Quem está cansado de carregar o smartphone todos os dias e ver a bateria ser consumida em poucas horas pode abrir um sorriso no rosto: ainda é apenas uma pesquisa, mas cientistas da Universidade da Califórnia, nos Estados Unidos, conseguiram desenvolver métodos para que essas fontes de energia trabalhem melhor e sejam recarregadas em menor tempo.

O segredo está na aplicação de novos algoritmos que reduziriam o custo do objeto em 25%, assim como seu tamanho, além de tornar a recarga duas vezes mais rápida – até 15 minutos, no caso de baterias elétricas.

O uso da matemática é simples: os algoritmos substituiriam equipamentos modernos que são usados para determinar a voltagem e a corrente da bateria, para então desenvolver a recarga. Com a nova tecnologia, é possível medir a “saúde” da fonte de energia a partir do cálculo da posição dos íons na bateria.
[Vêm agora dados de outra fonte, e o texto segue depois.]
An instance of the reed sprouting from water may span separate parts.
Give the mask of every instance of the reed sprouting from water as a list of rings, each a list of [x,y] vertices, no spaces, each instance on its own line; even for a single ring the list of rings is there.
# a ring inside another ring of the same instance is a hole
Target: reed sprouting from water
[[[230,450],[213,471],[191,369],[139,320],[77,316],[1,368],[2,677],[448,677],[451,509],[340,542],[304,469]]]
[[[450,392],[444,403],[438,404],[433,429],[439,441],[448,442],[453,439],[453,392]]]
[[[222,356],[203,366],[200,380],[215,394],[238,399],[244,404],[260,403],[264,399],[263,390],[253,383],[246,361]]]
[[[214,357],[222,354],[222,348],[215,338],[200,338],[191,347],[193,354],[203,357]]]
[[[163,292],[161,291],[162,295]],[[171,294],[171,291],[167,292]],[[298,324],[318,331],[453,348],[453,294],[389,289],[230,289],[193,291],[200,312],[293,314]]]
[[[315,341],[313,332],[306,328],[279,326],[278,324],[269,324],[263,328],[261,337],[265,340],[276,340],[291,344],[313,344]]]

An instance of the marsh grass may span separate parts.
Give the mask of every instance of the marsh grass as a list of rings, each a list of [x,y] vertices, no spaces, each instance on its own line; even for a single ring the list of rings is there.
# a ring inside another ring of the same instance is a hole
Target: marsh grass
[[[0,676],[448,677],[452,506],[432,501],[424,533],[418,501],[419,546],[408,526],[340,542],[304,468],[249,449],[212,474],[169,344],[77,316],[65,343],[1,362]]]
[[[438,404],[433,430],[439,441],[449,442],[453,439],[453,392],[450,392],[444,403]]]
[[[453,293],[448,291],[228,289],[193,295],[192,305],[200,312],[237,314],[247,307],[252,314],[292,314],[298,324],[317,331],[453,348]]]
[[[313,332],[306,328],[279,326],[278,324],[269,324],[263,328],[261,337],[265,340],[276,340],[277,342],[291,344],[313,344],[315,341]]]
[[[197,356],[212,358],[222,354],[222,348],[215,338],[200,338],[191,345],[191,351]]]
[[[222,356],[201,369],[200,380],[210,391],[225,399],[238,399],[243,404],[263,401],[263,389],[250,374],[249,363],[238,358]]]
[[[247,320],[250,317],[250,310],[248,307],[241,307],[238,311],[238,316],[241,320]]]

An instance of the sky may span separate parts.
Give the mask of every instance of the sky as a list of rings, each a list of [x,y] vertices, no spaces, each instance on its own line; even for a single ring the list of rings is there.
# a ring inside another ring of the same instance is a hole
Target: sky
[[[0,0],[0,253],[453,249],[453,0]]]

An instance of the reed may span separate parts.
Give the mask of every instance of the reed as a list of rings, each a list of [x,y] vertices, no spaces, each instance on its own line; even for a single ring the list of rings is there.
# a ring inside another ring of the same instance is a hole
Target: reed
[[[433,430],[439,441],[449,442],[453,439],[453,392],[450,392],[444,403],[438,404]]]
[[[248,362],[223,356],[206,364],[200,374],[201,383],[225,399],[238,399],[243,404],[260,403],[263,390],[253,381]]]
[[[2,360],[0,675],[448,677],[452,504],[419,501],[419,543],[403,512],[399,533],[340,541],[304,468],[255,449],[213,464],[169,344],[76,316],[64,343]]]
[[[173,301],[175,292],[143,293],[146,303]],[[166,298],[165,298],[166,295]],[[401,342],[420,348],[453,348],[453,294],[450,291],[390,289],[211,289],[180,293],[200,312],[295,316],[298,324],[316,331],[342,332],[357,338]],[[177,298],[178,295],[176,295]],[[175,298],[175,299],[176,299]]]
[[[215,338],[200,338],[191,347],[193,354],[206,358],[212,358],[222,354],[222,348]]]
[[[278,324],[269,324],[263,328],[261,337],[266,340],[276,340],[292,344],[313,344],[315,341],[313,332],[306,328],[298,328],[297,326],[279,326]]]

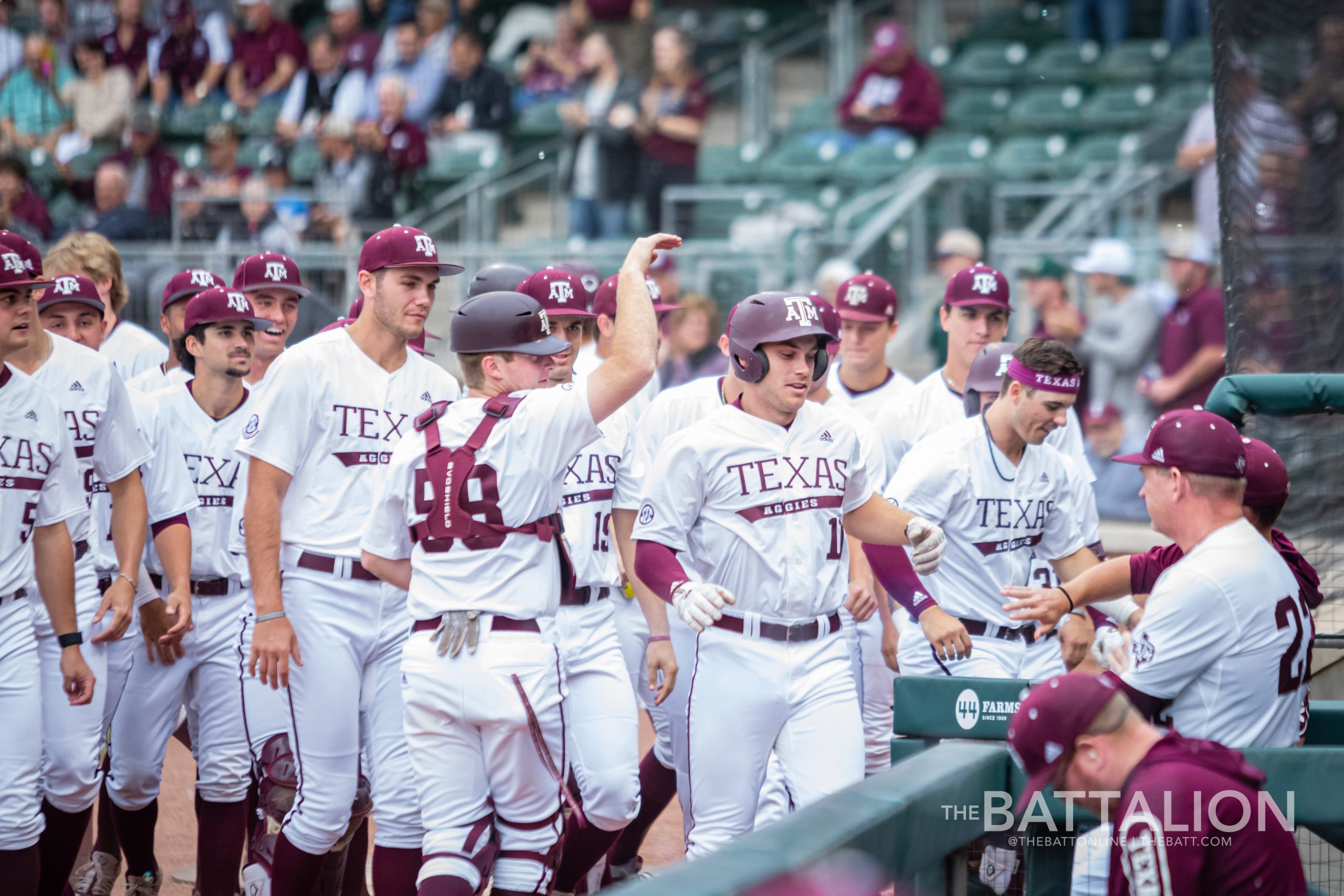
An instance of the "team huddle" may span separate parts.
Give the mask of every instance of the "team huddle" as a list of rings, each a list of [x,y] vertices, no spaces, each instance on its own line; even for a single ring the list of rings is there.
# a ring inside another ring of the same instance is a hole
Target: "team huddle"
[[[376,896],[591,892],[640,873],[673,795],[703,857],[887,767],[898,669],[1106,669],[1187,736],[1297,743],[1320,592],[1273,528],[1273,449],[1164,415],[1118,459],[1176,544],[1106,560],[1081,367],[1003,341],[1003,274],[949,281],[919,383],[862,274],[742,300],[727,372],[657,391],[676,306],[646,271],[679,244],[605,281],[477,273],[464,386],[422,356],[462,267],[415,228],[371,236],[349,316],[289,348],[292,259],[181,271],[167,360],[116,320],[106,240],[0,231],[5,891],[79,866],[81,896],[157,893],[175,735],[202,896],[358,895],[370,840]]]

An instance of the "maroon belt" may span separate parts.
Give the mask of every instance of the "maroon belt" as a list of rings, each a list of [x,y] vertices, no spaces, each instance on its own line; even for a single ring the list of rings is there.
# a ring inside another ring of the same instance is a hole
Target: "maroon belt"
[[[336,557],[329,557],[325,553],[312,553],[309,551],[304,551],[298,555],[298,566],[302,570],[313,570],[314,572],[327,572],[328,575],[333,575],[336,572]],[[378,576],[366,570],[359,560],[349,562],[349,578],[360,582],[378,582]]]
[[[439,619],[417,619],[411,631],[434,631]],[[509,619],[508,617],[491,617],[491,631],[540,631],[542,626],[536,619]]]
[[[786,626],[782,622],[762,622],[757,629],[757,634],[766,641],[816,641],[824,634],[840,630],[840,614],[832,613],[827,617],[827,622],[831,623],[828,631],[821,631],[816,619],[812,622],[798,622],[792,626]],[[742,617],[730,617],[724,614],[722,619],[714,623],[714,627],[742,634],[746,630],[746,621]]]
[[[149,580],[159,590],[164,587],[164,578],[157,572],[149,574]],[[191,592],[198,598],[223,598],[228,595],[228,579],[192,579]]]
[[[570,594],[560,595],[562,607],[586,607],[593,600],[602,600],[612,595],[612,588],[601,586],[597,588],[583,586],[581,588],[574,588]]]

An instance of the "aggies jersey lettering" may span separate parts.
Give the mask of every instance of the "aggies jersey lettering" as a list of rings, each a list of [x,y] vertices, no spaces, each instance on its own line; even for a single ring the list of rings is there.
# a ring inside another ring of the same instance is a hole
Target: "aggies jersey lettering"
[[[32,529],[87,508],[65,429],[51,396],[0,364],[0,596],[32,584]]]
[[[555,513],[570,458],[602,435],[593,423],[587,387],[566,383],[521,392],[476,453],[462,505],[476,520],[517,527]],[[444,450],[460,447],[484,419],[485,399],[454,402],[433,426]],[[391,560],[411,559],[406,607],[415,619],[449,610],[477,610],[515,619],[554,615],[560,600],[559,545],[508,532],[442,544],[411,543],[410,527],[433,506],[425,467],[425,435],[414,429],[392,451],[360,547]],[[430,549],[426,549],[426,544]]]
[[[238,451],[293,477],[281,505],[282,545],[359,559],[392,449],[414,434],[417,414],[457,398],[457,380],[409,349],[388,373],[341,328],[284,352],[266,383]]]
[[[1161,574],[1121,680],[1172,701],[1187,737],[1292,747],[1306,695],[1310,611],[1274,547],[1246,520],[1216,529]]]
[[[954,617],[1020,626],[999,590],[1028,584],[1032,553],[1058,560],[1083,547],[1059,453],[1028,445],[1013,466],[978,416],[915,445],[886,494],[948,533],[942,566],[925,583]]]
[[[689,552],[734,614],[809,619],[848,598],[843,517],[872,494],[843,415],[806,402],[784,429],[728,406],[663,445],[633,537]]]

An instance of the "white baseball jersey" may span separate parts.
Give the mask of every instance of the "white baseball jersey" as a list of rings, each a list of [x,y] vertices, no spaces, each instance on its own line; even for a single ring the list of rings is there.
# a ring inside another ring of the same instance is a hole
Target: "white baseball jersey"
[[[1004,613],[999,590],[1030,584],[1034,552],[1058,560],[1083,547],[1059,451],[1028,445],[1013,466],[978,416],[910,449],[886,494],[948,535],[942,564],[925,584],[954,617],[1020,626]]]
[[[570,458],[602,435],[593,423],[587,387],[564,383],[521,392],[523,402],[501,419],[476,453],[464,505],[474,519],[526,525],[560,508],[562,477]],[[485,399],[454,402],[437,420],[445,450],[461,446],[484,419]],[[515,619],[554,615],[560,600],[555,541],[508,532],[453,540],[446,551],[411,544],[410,527],[422,523],[433,501],[426,494],[425,435],[414,430],[392,451],[360,547],[380,557],[411,559],[407,610],[430,619],[449,610],[497,613]]]
[[[843,414],[805,402],[784,429],[722,407],[669,438],[646,482],[633,537],[689,552],[734,614],[806,619],[848,598],[843,519],[874,490]]]
[[[112,361],[122,380],[129,380],[168,360],[168,347],[138,324],[118,320],[98,352]]]
[[[1046,445],[1051,445],[1062,454],[1071,457],[1077,467],[1083,472],[1087,484],[1091,485],[1097,476],[1091,472],[1091,465],[1087,463],[1087,455],[1083,451],[1083,426],[1071,407],[1067,418],[1068,422],[1063,427],[1052,430],[1046,437]],[[954,392],[948,386],[948,380],[942,376],[942,368],[938,368],[919,380],[896,402],[878,408],[872,419],[887,449],[887,470],[895,474],[900,459],[911,445],[930,433],[937,433],[945,426],[966,419],[966,406],[961,392]]]
[[[392,449],[414,431],[417,414],[457,398],[457,380],[413,351],[388,373],[345,328],[290,348],[266,380],[238,451],[293,477],[281,505],[281,543],[359,559],[359,536]]]
[[[874,419],[878,411],[895,404],[915,387],[914,380],[899,371],[887,369],[887,379],[882,386],[859,392],[852,391],[840,379],[841,363],[831,364],[827,368],[827,388],[832,395],[839,395],[853,404],[867,419]]]
[[[234,504],[247,496],[246,458],[238,454],[243,424],[251,415],[253,398],[243,394],[242,403],[223,419],[214,419],[202,410],[185,386],[155,392],[159,415],[177,433],[177,450],[190,473],[196,506],[191,521],[192,578],[241,578],[246,560],[230,553],[228,536]],[[151,549],[151,570],[163,572],[159,556]]]
[[[159,400],[144,392],[130,392],[130,406],[136,412],[140,435],[149,443],[155,455],[140,465],[140,481],[145,489],[145,506],[149,523],[163,523],[175,516],[188,513],[196,506],[196,490],[191,485],[187,465],[181,461],[177,442],[183,430],[159,412]],[[94,484],[93,523],[93,567],[99,574],[112,572],[120,567],[117,551],[112,543],[112,496],[102,482]],[[146,540],[145,549],[153,552],[153,539]],[[161,572],[157,557],[151,564],[155,572]]]
[[[570,461],[562,482],[564,547],[574,584],[621,587],[609,523],[612,508],[640,506],[642,477],[634,461],[634,415],[622,407],[598,424],[602,437]]]
[[[60,410],[32,379],[0,364],[0,595],[32,583],[34,527],[86,508]]]
[[[1157,578],[1125,684],[1171,700],[1172,727],[1235,747],[1292,747],[1310,621],[1292,570],[1246,520],[1210,533]]]
[[[91,506],[95,490],[106,490],[106,482],[129,476],[153,451],[140,435],[130,394],[112,363],[63,336],[48,336],[51,355],[32,379],[60,407],[75,446],[86,504]],[[91,536],[91,514],[71,521],[71,540]]]

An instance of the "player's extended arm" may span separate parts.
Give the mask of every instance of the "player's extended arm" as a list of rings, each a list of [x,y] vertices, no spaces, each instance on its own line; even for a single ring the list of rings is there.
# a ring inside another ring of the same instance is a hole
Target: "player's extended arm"
[[[257,674],[259,666],[262,684],[269,684],[273,689],[289,686],[290,657],[304,665],[298,638],[284,615],[285,600],[280,592],[280,505],[289,490],[289,473],[266,461],[251,458],[247,463],[243,537],[247,543],[253,602],[259,621],[253,631],[247,672]],[[277,613],[281,615],[274,615]]]
[[[616,536],[616,549],[621,555],[621,563],[625,564],[626,576],[630,579],[630,588],[634,591],[634,599],[640,602],[640,610],[644,613],[644,621],[649,626],[649,638],[667,638],[668,637],[668,609],[659,595],[653,594],[649,586],[644,584],[638,574],[634,570],[634,541],[630,540],[630,533],[634,531],[634,510],[612,508],[612,533]],[[672,688],[676,686],[676,654],[672,652],[672,643],[665,639],[649,641],[649,646],[645,652],[645,660],[649,666],[649,690],[657,690],[657,696],[653,697],[653,705],[661,704],[672,693]],[[659,682],[659,673],[663,673],[663,681]]]
[[[36,566],[38,591],[47,604],[51,630],[70,634],[79,630],[75,617],[75,547],[70,541],[66,524],[52,523],[32,529],[32,559]],[[60,649],[62,689],[71,707],[82,707],[93,700],[93,670],[83,661],[79,645]]]
[[[145,504],[145,486],[140,482],[140,470],[132,470],[116,482],[108,484],[112,496],[112,545],[117,552],[117,571],[121,574],[102,595],[98,613],[93,621],[99,622],[108,610],[112,621],[91,641],[103,643],[117,641],[126,634],[130,625],[130,611],[136,603],[136,575],[140,572],[140,557],[145,552],[145,531],[149,528],[149,508]]]
[[[630,246],[621,265],[616,286],[616,329],[612,333],[612,353],[587,377],[589,410],[593,422],[601,423],[634,398],[657,364],[659,322],[653,313],[649,287],[644,273],[653,263],[659,250],[676,249],[680,236],[653,234],[641,236]]]

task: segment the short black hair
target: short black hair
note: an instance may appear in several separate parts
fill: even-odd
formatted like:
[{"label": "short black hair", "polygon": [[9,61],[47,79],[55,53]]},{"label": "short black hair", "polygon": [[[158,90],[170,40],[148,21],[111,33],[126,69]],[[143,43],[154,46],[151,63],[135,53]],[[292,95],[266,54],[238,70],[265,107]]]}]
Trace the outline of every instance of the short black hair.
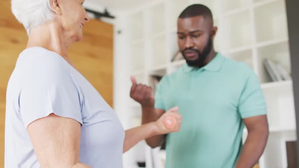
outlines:
[{"label": "short black hair", "polygon": [[211,19],[213,23],[212,12],[207,6],[202,4],[193,4],[186,8],[178,16],[184,19],[195,16],[202,16],[205,19]]}]

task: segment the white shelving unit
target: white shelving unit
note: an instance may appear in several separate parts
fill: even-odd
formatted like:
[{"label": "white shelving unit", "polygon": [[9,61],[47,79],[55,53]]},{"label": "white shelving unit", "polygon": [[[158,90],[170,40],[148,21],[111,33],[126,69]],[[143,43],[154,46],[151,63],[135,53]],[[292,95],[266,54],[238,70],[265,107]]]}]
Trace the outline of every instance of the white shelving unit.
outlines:
[{"label": "white shelving unit", "polygon": [[[124,44],[130,50],[124,56],[130,61],[128,76],[133,75],[138,82],[148,85],[150,75],[168,74],[185,63],[184,60],[171,61],[178,51],[176,20],[183,9],[195,3],[206,5],[213,12],[218,28],[214,40],[216,51],[248,65],[260,81],[270,134],[260,167],[286,167],[285,141],[296,138],[292,82],[271,82],[263,63],[265,59],[271,59],[290,72],[284,0],[160,0],[133,10],[123,17],[129,23],[129,39]],[[130,99],[127,122],[132,127],[141,123],[141,108],[129,98],[129,87],[124,88]],[[244,134],[245,138],[246,130]],[[148,150],[144,141],[140,143],[130,153],[134,160],[129,161],[148,159]],[[153,167],[152,163],[147,165]]]}]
Os algoritmos ajudam a localizar os íons (representado por bolinhas) que estão no ânodo e precisam de cargas elétricas. (Fonte da imagem: Scott Moura/UC San Diego)

Com essa localização, é possível desenvolver meios mais eficientes de distribuição de carga ao longo da bateria, fazendo com que ela dure mais e atue em seu melhor potencial. E a Universidade não está sozinha: a multinacional Bosch, uma fabricante de baterias e um órgão ligado ao Departamento de Energia dos EUA já fizeram generosas doações para alavancar a pesquisa e tentar trazer essa tecnologia para os eletrônicos o mais rápido possível.